テロの犠牲者

ラホールにあるシンクタンクパキスタン平和研究所」が、政府発表や主要メディアの報道を基にまとめたものとして、「昨1年間にイスラーム過激派のテロや戦闘による死者は、3448人に上った」と一昨日、報じていた。
同研究所によると、テロリストの軍などへの攻撃は1306回。このうち一般市民の犠牲は1974人という。1306回っていうと… 1日に4回近いではないか!!! 昨年の死者数は2006年に比べ約1.3倍、05年比では約4.9倍と増加だという。
確かに7月のラール・マスジッド事件以降は、軍や警察関係に対する報復的なテロが目立った。 毎日、毎日、新聞紙面には国内各地で起きているテロらしきものが頻々と報道されてはいた。しかし、これほどまでだとは思わなかった。
パキスタンアメリカによる「テロとの戦い」の最前線にありながら、1日平均10人近くが犠牲になっているなんて… 結果は実に嘆かわしい。

これも昨日の報道だが、「パキスタン政府の発表によると、北西辺境州アフガン国境に近いワジリスタンで、パキスタン政府軍とイスラーム武装集団との和平交渉の仲介をしていた部族長8人が、相次いで射殺された」と。

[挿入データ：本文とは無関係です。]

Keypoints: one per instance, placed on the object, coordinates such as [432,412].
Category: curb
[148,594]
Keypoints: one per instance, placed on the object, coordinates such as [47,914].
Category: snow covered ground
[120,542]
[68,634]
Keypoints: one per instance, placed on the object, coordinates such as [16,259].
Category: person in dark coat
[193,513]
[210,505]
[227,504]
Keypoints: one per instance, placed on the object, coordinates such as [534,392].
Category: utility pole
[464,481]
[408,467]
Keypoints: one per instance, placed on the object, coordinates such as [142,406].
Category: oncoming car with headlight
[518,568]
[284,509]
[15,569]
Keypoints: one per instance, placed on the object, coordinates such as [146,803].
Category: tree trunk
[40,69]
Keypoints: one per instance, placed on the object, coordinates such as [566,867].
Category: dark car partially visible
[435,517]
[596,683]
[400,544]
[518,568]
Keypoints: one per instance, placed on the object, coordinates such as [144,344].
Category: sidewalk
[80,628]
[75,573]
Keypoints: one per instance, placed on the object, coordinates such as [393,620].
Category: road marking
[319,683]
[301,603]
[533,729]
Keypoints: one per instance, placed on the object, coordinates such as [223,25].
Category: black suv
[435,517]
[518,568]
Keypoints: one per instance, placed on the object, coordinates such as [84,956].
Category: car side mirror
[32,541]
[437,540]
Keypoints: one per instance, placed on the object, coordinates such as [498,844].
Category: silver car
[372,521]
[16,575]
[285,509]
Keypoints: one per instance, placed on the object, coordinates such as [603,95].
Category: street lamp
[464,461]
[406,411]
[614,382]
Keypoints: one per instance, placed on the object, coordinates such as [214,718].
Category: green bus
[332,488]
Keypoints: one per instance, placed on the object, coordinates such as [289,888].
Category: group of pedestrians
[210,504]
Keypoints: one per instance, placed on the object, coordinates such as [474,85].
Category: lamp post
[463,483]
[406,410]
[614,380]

アメリカに協力をすれば必ず報復される…と、肝に銘じた方が良さそうだ。

パキスタン政府軍の後ろには米兵(軍)がいるという、イスラーム武装集団の解釈なのだろう…事実、そうなのだ。
昨日も少し書いたが、パキスタン政府の後ろに米英がある限り、イスラーム過激派(武装集団)との話し合いは不可能に近いだろう。長老(現地のリーダー)たちがどんなに純粋な思いで「和平を」と念じても、イスラーム武装集団から見れば話し合いの仲介に立つ人間はアメリカの手先にしか見られない。
見られなくしてしまったのも911同時多発テロ以降の、アメリカによる失政の一つだろう。